New Jersey - Volume VI, Number 6 - June, 1997
MEDICAL BOARD PUBLISHES MEDICAL ASSISTANT INJECTION RULE
The State Board of Medical Examiners has published a regulation, which takes effect immediately, allowing certain Certified Medical Assistants to give IM and subcutaneous injections in particular settings where a physician is readily available and has ascertained that the Certified Medical Assistant has met all the requirements established by the Board. This regulation is the culmination of a long struggle by the New Jersey Society of Medical Assistants and the Medical Society of New Jersey to gain official recognition of the expanded training and role of the Certified Medical Assistant. This Firm is proud to have been instrumental in bringing their efforts to fruition. Physicians are reminded, though, that the regulation is NOT a blanket authorization for all medical assistants to give injections; physicians must be careful to assure that they delegate such activities only to Certified Medical Assistants qualified under the regulation and document those qualifications in case there is later a question. A seminar will be offered, at various locations, on the scope and application of the regulation in a practice setting, including a form to assist practices in documenting medical assistants' qualifications. Interested physicians, medical assistants and practice managers should contact the Firm for further information.
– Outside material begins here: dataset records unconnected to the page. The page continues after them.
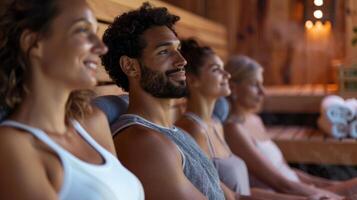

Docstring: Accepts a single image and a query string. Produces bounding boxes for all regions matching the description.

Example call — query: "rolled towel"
[317,115,350,138]
[321,95,357,123]
[345,98,357,121]
[349,119,357,139]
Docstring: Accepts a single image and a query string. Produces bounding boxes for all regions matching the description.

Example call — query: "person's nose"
[175,51,187,68]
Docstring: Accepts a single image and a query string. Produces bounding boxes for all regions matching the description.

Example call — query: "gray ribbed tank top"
[112,114,224,200]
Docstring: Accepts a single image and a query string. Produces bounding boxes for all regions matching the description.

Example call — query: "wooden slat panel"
[267,127,357,165]
[263,85,337,113]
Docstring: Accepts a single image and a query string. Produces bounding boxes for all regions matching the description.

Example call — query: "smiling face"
[35,0,107,90]
[139,26,186,98]
[189,53,231,98]
[230,68,264,112]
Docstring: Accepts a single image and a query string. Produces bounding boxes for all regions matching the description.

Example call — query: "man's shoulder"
[114,124,176,154]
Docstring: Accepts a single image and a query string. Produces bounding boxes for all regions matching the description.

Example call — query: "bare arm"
[82,106,116,156]
[114,126,206,200]
[224,123,339,198]
[0,127,57,200]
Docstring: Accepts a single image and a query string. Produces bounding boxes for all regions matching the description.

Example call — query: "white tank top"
[1,120,144,200]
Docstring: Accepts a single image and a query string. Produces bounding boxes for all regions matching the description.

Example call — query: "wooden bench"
[267,126,357,165]
[262,84,337,113]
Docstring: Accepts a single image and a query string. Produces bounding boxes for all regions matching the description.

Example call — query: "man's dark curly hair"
[102,2,180,92]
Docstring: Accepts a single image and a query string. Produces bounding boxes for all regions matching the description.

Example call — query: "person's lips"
[165,68,186,81]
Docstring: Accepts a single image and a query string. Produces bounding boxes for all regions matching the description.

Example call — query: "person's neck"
[10,84,70,134]
[127,88,174,128]
[186,93,217,123]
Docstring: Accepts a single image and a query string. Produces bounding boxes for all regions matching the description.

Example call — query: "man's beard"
[140,63,186,98]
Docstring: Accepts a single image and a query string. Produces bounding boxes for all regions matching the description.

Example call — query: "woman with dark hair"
[0,0,144,200]
[224,56,357,199]
[176,39,318,200]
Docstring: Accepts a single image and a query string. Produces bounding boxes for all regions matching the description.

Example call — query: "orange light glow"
[305,20,314,29]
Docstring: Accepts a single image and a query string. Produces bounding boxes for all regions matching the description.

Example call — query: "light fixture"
[314,10,324,19]
[305,20,314,29]
[314,0,324,6]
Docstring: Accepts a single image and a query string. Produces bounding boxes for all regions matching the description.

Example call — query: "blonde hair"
[225,55,263,83]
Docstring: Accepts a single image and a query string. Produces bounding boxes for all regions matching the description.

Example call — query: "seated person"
[176,39,326,200]
[102,3,224,200]
[0,0,144,200]
[224,56,357,199]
"WHISTLEBLOWER" LAW PROTECTS PATIENT CARE ADVOCACY
New Jersey's Conscientious Employee Protection Act was amended, effective May 12, 1997, to extend the protections of that law to any licensed or certified health care professional who takes certain actions out of a concern for the well-being of patients. An employer is prohibited from taking retaliatory action (such as discharge, suspension, demotion or other adverse action regarding the terms and conditions of employment) against an employee for disclosing, or threatening to disclose, to a supervisor or public body, an activity, policy or practice of the employer that the employee reasonably believes constitutes improper quality of patient care. Under the Act, "improper quality of patient care" means any practice, procedure, action or failure to act, with respect to patient care, by a health care provider, which violates any law, rule, regulation, formal ruling or any professional code of ethics. And no retaliatory action can be taken against an employee who provides information to, or testifies before, any public body conducting an investigation, hearing or inquiry. The amendment was sought, in part, because of the perception that many health care employees are being pressured to accept seriously inadequate staffing levels and to delegate their responsibilities to unqualified, non-professional staff.
OIG FRAUD ALERT FOCUSES ON BILLING CONSULTANT PRACTICES
A recent "fraud alert" issued by the Department of Health & Human Services' Office of Inspector General instructs the OIG's Special Agents to monitor agreements of which they become aware that involve consulting firms contracting with health care providers (mostly hospitals, for now) promising to maximize Medicare reimbursements for a percentage of the resulting revenue increases. The OIG believes such arrangements are ripe for upcoding, unbundling and other abuses.